Paulus, die vreugde de vrucht van de Geest noemt, voegt nog een dimensie toe. Vreugde hebben wij te midden van lijden en pijn. Fil.1:18-26: 18 Maar wat doet het er eigenlijk toe! Wat telt is dat Christus verkondigd wordt. Of het nu uit valse of oprechte motieven gebeurt - dát het gebeurt, verheugt me. En mijn vreugde is blijvend, 19 omdat ik weet dat dit alles door uw gebed en de hulp van de Geest van Jezus Christus tot mijn redding leidt. 20 Het is mijn stellige hoop en verwachting dat ik mij nergens voor zal hoeven te schamen, maar dat Christus bij alles wat mij overkomt in alle openheid geëerd zal worden, of ik nu in leven blijf of moet sterven. 21 Want voor mij is leven Christus en sterven winst. 22  Als ik blijf leven, kan ik vruchtbaar werk doen, maar toch weet ik niet wat ik moet kiezen. 23  Ik word naar twee kanten getrokken: enerzijds verlang ik ernaar te sterven en bij Christus te zijn, want dat is het allerbeste; 24 anderzijds is het omwille van u beter dat ik blijf leven. 25 Omdat ik hiervan overtuigd ben, weet ik dat ik inderdaad voor u behouden zal blijven, zodat uw geloof groter en vreugdevoller wordt. 26 Wanneer ik bij u terugkeer, hebt u des te meer reden om u op Christus Jezus te laten voorstaan.

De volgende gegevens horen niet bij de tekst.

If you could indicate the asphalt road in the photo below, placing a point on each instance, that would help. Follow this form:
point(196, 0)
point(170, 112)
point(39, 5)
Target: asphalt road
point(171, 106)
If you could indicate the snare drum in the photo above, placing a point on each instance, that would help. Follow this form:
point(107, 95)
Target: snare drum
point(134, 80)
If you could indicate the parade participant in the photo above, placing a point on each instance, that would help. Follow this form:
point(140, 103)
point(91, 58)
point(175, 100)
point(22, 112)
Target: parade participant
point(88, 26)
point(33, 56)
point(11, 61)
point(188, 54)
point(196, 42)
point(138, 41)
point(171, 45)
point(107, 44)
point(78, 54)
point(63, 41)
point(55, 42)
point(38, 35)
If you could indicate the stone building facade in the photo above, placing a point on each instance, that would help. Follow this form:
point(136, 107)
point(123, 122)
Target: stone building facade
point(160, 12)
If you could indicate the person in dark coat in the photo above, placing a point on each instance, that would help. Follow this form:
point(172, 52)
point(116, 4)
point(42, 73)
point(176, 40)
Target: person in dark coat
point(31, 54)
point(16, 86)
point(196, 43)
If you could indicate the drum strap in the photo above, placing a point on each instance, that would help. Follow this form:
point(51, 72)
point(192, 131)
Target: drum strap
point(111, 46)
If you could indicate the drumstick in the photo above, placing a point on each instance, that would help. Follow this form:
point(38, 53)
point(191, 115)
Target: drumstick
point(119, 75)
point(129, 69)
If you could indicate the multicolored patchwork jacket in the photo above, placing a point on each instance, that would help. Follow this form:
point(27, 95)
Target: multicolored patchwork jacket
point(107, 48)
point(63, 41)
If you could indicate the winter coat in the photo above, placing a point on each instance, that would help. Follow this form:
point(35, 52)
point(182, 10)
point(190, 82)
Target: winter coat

Rom. 12:12: 'Wees verheugd door de hoop die u hebt, wees standvastig wanneer u tegenspoed ondervindt, en bid onophoudelijk.' De hoop geeft vreugde en standvastigheid, maar blijven bidden is nodig. Het contact met God is nodig als het goed gaat en als het tegenzit.

God dienen met vreugde

Paulus heeft nog iets te zeggen over vreugde in Rom. 14:17: '17 want het koninkrijk van God is geen zaak van eten en drinken, maar van gerechtigheid, vrede en vreugde door de heilige Geest. 18  Wie Christus zo dient, doet wat God wil en wordt door de mensen gerespecteerd.'

God dienen we door gerechtigheid na te streven en in vrede te leven met allen, voor zo ver het mogelijk is. Dit is leven onder de heerschappij van Christus. Zo zijn we burgers van Gods koninkrijk. Gerechtigheid en vrede zijn nodig, maar vreugde wordt ook genoemd. We mogen God met vreugde dienen.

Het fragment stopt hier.